The attitude towards students and their learning is appalling, to put it mildly.  Increasingly, colleges see students as nothing more than warm bodies who bring in monies, which they can use to build Taj Mahals and create more "student-services" administrative positions.  Faculty, too, are only happy to be active participants in fashioning revenue-maximizing strategies.  For instance, a couple of days ago, I received an all-campus email that described the introduction of yet another undergraduate degree called the "AB," because the existing BA and BS options do not serve a certain market niche!

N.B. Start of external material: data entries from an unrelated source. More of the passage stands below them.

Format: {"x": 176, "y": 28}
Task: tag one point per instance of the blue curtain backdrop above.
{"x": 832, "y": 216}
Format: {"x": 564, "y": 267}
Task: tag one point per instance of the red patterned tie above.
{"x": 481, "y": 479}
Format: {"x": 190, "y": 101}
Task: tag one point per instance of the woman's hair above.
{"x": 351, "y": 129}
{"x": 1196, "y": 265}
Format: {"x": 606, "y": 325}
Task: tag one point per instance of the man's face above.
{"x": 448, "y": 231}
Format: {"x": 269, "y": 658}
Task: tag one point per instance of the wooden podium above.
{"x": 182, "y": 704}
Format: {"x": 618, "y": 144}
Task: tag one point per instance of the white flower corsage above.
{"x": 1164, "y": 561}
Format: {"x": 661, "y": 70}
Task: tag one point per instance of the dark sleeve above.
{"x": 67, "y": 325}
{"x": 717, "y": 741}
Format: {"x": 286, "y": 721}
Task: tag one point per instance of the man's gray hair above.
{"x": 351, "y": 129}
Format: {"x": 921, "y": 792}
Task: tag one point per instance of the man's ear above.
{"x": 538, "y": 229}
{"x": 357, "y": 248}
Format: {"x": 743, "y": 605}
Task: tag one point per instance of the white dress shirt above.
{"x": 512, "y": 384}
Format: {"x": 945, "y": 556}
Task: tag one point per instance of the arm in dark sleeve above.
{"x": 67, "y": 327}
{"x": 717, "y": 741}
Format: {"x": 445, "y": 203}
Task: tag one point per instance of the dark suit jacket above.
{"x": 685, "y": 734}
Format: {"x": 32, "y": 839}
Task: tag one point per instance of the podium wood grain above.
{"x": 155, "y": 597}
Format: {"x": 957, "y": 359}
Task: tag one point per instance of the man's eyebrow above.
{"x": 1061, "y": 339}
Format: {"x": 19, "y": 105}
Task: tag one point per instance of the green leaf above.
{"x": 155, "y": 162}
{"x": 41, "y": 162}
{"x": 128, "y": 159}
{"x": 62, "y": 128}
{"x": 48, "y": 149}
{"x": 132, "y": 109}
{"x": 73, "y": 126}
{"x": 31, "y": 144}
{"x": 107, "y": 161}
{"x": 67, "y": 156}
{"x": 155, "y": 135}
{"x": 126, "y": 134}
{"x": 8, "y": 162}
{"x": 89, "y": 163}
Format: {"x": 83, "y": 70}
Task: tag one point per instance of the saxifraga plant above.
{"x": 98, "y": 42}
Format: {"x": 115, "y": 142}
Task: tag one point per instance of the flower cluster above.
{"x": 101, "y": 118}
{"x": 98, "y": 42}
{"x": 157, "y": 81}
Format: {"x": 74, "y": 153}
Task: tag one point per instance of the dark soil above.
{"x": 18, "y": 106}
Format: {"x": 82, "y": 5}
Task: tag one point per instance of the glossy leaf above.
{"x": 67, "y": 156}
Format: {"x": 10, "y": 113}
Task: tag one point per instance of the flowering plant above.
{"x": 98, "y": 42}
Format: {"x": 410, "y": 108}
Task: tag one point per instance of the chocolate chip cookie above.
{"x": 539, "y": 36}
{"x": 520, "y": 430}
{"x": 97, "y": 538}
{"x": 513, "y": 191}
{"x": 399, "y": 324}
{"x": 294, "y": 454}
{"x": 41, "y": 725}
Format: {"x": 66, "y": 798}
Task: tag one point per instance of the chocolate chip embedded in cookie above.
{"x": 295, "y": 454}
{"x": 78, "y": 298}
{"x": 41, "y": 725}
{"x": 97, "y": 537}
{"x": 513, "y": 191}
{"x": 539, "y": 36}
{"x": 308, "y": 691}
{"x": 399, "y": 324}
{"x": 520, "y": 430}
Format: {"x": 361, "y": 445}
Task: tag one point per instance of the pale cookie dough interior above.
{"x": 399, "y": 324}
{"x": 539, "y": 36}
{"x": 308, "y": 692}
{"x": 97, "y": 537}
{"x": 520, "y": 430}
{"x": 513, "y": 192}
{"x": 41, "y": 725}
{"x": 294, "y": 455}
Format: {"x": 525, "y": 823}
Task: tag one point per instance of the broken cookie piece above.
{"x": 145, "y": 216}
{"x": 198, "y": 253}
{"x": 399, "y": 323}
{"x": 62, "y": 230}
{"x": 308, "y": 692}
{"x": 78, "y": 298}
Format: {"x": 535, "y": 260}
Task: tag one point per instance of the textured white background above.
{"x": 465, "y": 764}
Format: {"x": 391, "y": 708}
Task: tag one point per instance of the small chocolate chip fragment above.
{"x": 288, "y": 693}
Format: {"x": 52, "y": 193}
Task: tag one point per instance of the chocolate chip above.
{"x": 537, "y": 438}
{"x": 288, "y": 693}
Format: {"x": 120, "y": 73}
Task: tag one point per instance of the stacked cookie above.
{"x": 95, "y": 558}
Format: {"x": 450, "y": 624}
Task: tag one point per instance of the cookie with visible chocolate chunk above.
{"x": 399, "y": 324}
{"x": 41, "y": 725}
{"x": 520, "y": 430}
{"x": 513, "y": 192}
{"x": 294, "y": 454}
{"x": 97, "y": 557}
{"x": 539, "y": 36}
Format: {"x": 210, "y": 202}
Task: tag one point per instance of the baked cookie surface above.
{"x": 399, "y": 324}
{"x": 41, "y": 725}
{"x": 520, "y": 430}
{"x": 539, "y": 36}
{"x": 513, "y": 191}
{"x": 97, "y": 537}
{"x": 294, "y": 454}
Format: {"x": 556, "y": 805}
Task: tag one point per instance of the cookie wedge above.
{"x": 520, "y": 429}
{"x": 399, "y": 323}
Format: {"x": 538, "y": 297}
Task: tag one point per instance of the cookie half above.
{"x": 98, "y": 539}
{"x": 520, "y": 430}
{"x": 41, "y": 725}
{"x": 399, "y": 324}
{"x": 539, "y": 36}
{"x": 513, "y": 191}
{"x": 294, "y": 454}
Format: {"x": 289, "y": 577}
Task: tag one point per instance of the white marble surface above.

Even back in 2000, Lears noted that the chief threat to education came from attempts to commodify knowledge and sell it in crazy ways:
Contrary to received opinion, the chief threat to intellectual freedom in the academy is not political correctness–though the tyranny of various ideological fashions (right and left) is real, and can be oppressive. The main menace is market-driven managerial influence: the impulse to subject universities to quantitative standards of efficiency and productivity, to turn knowledge into a commodity, to transform open sites of inquiry into corporate research laboratories and job training centers.
Thus, the higher education industry keeps charging ahead at full speed, consuming the monies students, taxpayers, and philanthropists keep throwing its way.  Are we surprised then at all with the following sentences from Jackson Lears?
Prussian productivism melded with American vocationalism and anti-intellectualism–the love of the practical, the demand for cash value now. The result was the accentuation of a fundamental conflict in the university’s mission, between furthering the pursuit of truth and serving the needs of established power. The modern American university was to continue to preserve a place for the free play of ideas, but also to provide technical expertise for government and business elites. The marriage of Prussian productivism and American vocationalism produced a monstrous spawn. James called it “the Ph.D. Octopus.” 
What a lovely metaphor "the Ph.D. Octopus" is!

In that same issue of the Hedgehog Review, Russell Jacoby writes:
Driven by academic discontent and boredom, professors might want to reinvent themselves as public writers. ... 
But, simultaneously recognizes the challenge when we have:
institutional imperatives that reward technical rather than public contributions.Will they be successful? It is not clear.
It is a lot clearer now, twelve years later, that only technical contributions matter, even if they are less than third-rate.

Jacoby worried then about specialization, well before the introduction of gerontology as a major in a small time public university where I teach!  Jacoby wrote:
it should be possible to raise the issue of insular specialization without pledging fealty to progress and industrial society. The incarceration of specialists and a return to bloodletting or phrenology is hardly the goal; nor is the point to foster anti-intellectual populism or half-educated generalists. Specialization inheres in industrial society. We need specialists. No one wants to hear a cheery announcement that today your airline pilot will be a family therapist. Nevertheless this truth does not justify every micro-field or subdiscipline or new jargon. Specialization can also be obscurantism, turf building, careerism, and regression, as well as a simple waste of talent and resources.
 So much has been said in the years past by intellectuals that there is very little for this pseudo-intellectual to contribute, it seems like!